As in the days of Ed Richardson, the store still carries a selection of musical instruments which can readily be seen hanging from a pipe suspended over the oak counter. The musical talent of this family has passed though the generations, as well, with fourth generation Terry, and fifth generation Annie Laurie Richardson, Ann Grace and Michael David Ferrell carrying on the tradition of old-time music. When employees stay for 21, 27, even 50 years, its more than a business, its family. In his 100 years, Jewel Scott has dealt with them all, C. J., his sons, Charles and Craig, his grandson, Googie, and great-grandson, Terry. Scott summed this family up quite well, Those Richardsons, theyre wonderful people. Through the households of this county, for 105 years, generation after generation has said, I've gotta go to Richardsons. And generation after generation has received the same friendly service from this unchanged corner of the world. (Thanks to the Mountain Times for the information on this wonderful piece of history)

Monday, May 26, 2008

Memorial Weekend

If you did not get the helicopter question on the last blog, the answer is that it was busy cutting trees on the right-of-ways. Collin explained to me the principles of this procedure. The saw is dangling from the underneath of the helicopter. It has to be a high risk occupation!

We did, indeed, enjoy the weekend with Dan and Pix on the beautiful Greenbrier River in the hamlet of Seebert. One of our traditions is to have breakfast at least once in Marlinton at French's Restaurant. We have mentioned this great location in previous blogs. Saturday was no exception. Off to French's!

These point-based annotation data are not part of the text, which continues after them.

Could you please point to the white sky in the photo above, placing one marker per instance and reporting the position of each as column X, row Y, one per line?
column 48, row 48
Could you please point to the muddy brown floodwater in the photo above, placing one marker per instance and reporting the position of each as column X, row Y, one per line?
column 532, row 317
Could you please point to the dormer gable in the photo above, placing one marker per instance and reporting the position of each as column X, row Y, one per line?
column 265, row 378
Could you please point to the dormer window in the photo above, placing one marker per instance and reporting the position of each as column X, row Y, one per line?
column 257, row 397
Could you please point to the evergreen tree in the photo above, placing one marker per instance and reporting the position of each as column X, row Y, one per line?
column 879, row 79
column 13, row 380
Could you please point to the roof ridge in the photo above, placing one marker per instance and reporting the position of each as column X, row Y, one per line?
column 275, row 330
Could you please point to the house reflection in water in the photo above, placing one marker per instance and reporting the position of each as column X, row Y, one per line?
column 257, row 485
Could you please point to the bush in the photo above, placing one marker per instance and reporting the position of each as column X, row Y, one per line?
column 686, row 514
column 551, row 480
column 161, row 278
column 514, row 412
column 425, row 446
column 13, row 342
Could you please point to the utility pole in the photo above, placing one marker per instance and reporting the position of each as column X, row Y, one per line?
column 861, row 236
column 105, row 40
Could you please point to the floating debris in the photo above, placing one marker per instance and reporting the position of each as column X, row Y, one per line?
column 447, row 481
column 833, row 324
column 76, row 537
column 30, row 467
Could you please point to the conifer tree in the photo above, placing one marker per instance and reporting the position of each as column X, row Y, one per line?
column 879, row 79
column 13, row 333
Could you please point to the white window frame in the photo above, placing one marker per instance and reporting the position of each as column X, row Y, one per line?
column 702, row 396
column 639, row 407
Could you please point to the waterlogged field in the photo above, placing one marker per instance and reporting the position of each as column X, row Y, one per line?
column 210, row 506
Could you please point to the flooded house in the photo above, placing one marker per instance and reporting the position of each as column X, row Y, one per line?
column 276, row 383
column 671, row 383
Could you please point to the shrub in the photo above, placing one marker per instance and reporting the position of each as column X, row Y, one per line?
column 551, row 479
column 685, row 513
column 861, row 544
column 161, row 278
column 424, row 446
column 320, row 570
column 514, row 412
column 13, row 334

The grill cook is Debbie. She is a true grill artist!

Dan loves the country ham. Here is his meager plate of food - Eggs, country ham, home fries, and toast are on his plate. Notice how his hands are reminescent of the paintings of Henry the 8th during his feasts.

Miss Debbie enjoys seeing us quickly consume our food. She certainly has a happy smile.

Marlinton was busy with folks, such the group pictured below, heading for fun on the river. We decided on a less aerobic activity. We are of to Richardson's Hardware. This hardware has not changed much since 1901.